Get length for each text sample and store them in column _length_ of the dataframe.

Plot the distribution of lengths for _spam_ and _non-spam_ samples.

Display the shortest (and longest) message that are stored in this dataframe.

Visualize the most frequent words (for spam and non-spam texts) with the help of the package _wordcloud_. Do you notice any meaningful differences between these two wordclouds? What is the problem with some of the frequent words (for both cases) and how would you rate the added value of these problematic words when it comes to actually training a classifier?

Calculate the class distribution between spam and non-spam data in percent and then use a barplot (or countplot if you use seaborn) to present it visually.

### Preprocess dataset
Define your functions for text cleaning here and then preprocess the text. 

Now that we have cleaned our sample texts we can use the dataset to perform the training and test procedure. Use the _CountVectorizer_ to generate the features. 

### Training
As we are dealing with features generated from text data, we use the _sklearn.naive_bayes.MultinomialNB_ as our underlying model.

Performance on test dataset:

Performance on own text samples:

### Evaluation

## Task 3
In this task we will analyze the "flu.csv" dataset which can be downloaded __[here](https://github.com/DataScienceLabFHSWF/machine-learning-book/tree/main/data/naive_bayes)__. It is a very small toy dataset to showcase the encoding of categorical features as well as the usage of another variant of the Naive Bayes classifier.

### Preprocessing
Get familiar with the dataset. The goal is to predict whether or not a person has the flu.  
What are the feature columns and what is the target column in this example?
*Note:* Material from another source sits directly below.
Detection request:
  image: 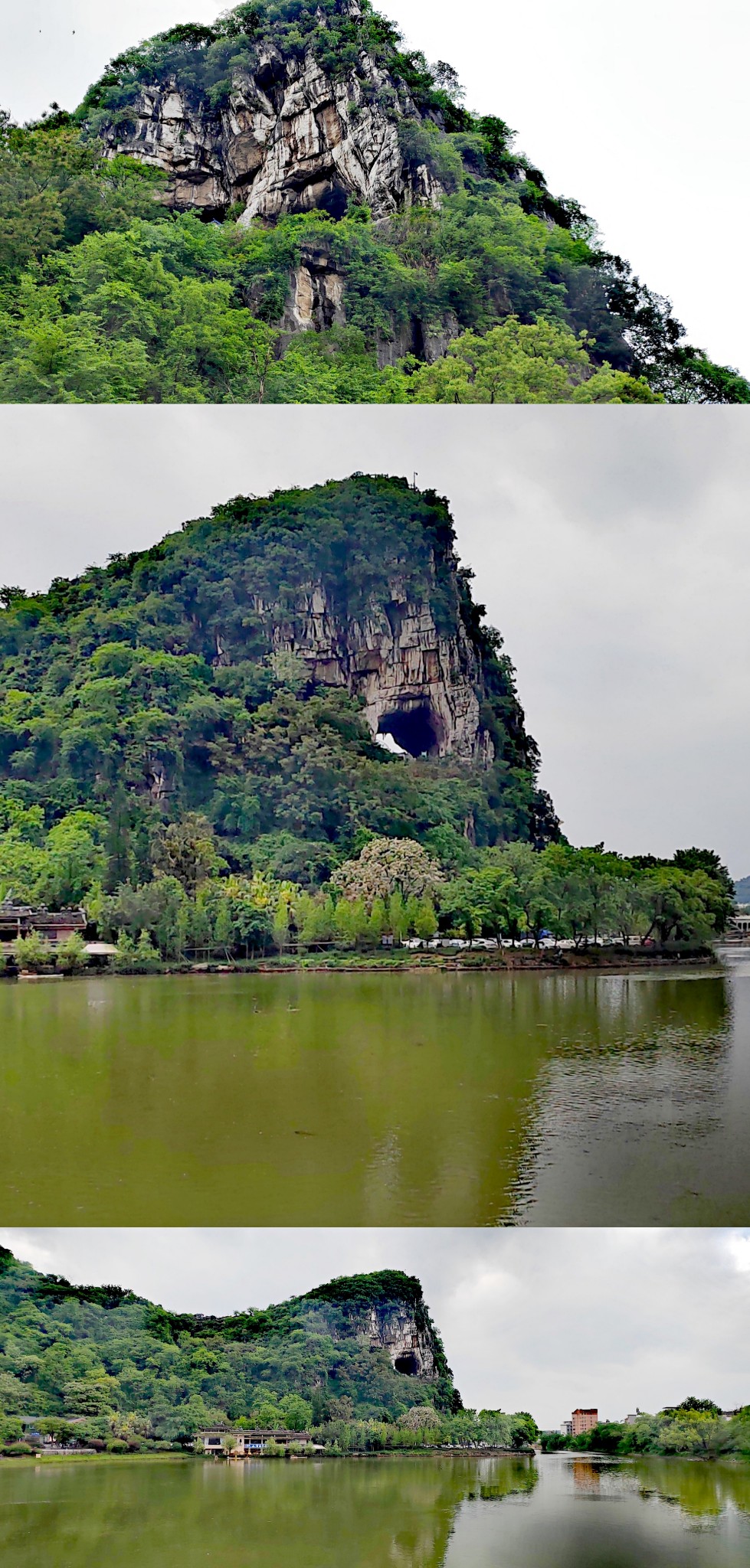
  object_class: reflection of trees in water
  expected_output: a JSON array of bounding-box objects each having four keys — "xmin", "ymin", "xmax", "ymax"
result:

Use the LabelEncoder (sklearn.preprocessing.LabelEncoder()) to encode the data in the columns.

Now use the encoded features (f1 to f4) to build a new dataframe for the training of our classifier, the _zip()_ function might be useful here.

### Training
We do not use the _MultinomialNB_ but instead _sklearn.naive_bayes.CategoricalNB_ as we have to deal with categorical data here.

Generate a few input samples to feed into the classifier and print the predictions as well as the predicted probabilities for each target class (_model.predict_proba()_).